Page and Brin, both 46 years old, will “remain directors on Alphabet’s board and the company’s two largest individual shareholders.” As such, they “retain a majority of the company’s voting shares, which will give them effective control over the board and ensure they maintain a say over the company’s future.”
NYT notes that Page and Brin “seemed to have lost interest in running the company they founded,” giving Pichai, aged 47, control of Google while they focused on “what were effectively science projects … [and] largely disappeared from public view, at least as company representatives.” Over the last year, both of them stopped attending all-staff meetings, where they had been a “regular presence.”

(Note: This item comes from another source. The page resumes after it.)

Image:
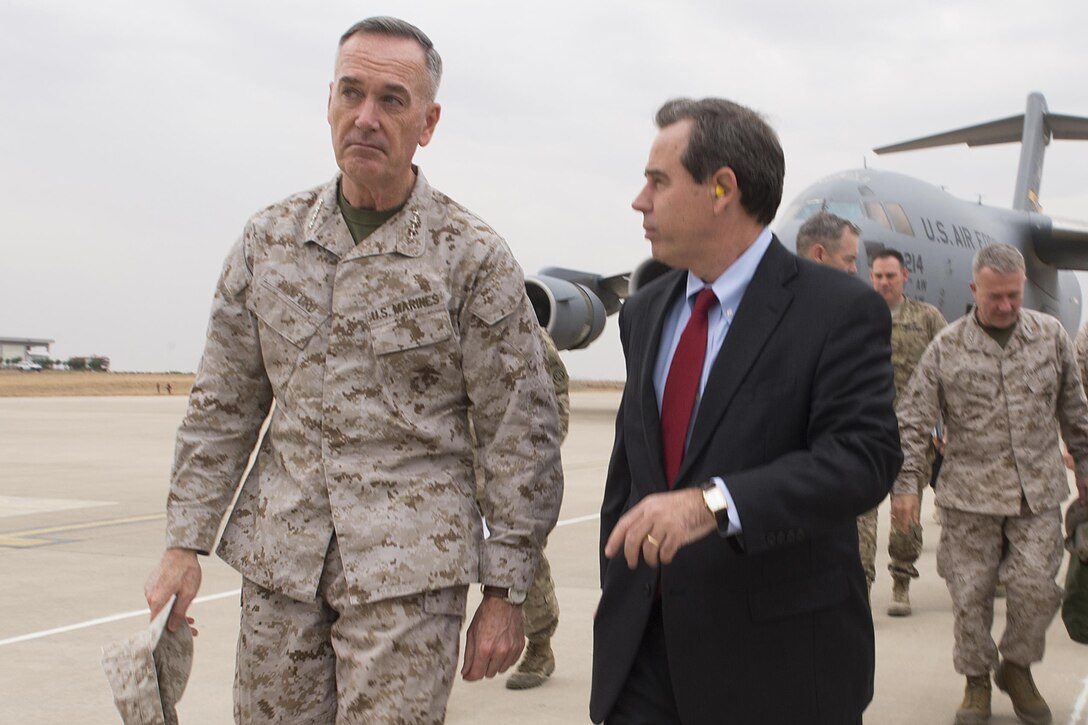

One of Page’s last appearances at that meeting “was last year when he apologized to employees for his handling of the departure of Andy Rubin, a former senior executive who received a $90 million payout after the company deemed sexual harassment claims against him credible.” In June, Page did not attend the Alphabet shareholder’s meeting.
Pichai has “been reluctant to confront the protests head-on, but he has quietly cracked down on employee unrest … over the company’s handling of sexual harassment claims against executives, its treatment of contract workers and its work with the Defense Department, federal border agencies and the Chinese government.” Google no longer has weekly company meetings.
The organizer behind last year’s employee walkout tweeted about the Brin/Page departure that, “instead of righting the sinking ship, they jumped ship.” Forbes reports that Page is worth about $58.9 billion and Brin is worth about $56.8 billion, the sixth and seventh richest people in the world.
The Verge reports that Brin and Page’s departure is “a little like a non-event, just a formalization of how things have been working anyway.” “Pichai’s tenure has been marked by a few major stories that are really the same story: he has spent a significant chunk of his time cleaning up the messes that resulted from Google’s culture up to that point,” it says. “There’s a sense of direction in the past few years that was lacking before.”
Pichai’s most important job now, it adds, is “not just cleaning up the effects of Google’s culture on its products … Instead, it’s stabilizing the culture itself,” with special attention to “the inadequate and increasingly antagonistic way the company is interacting with its most politically active employees.”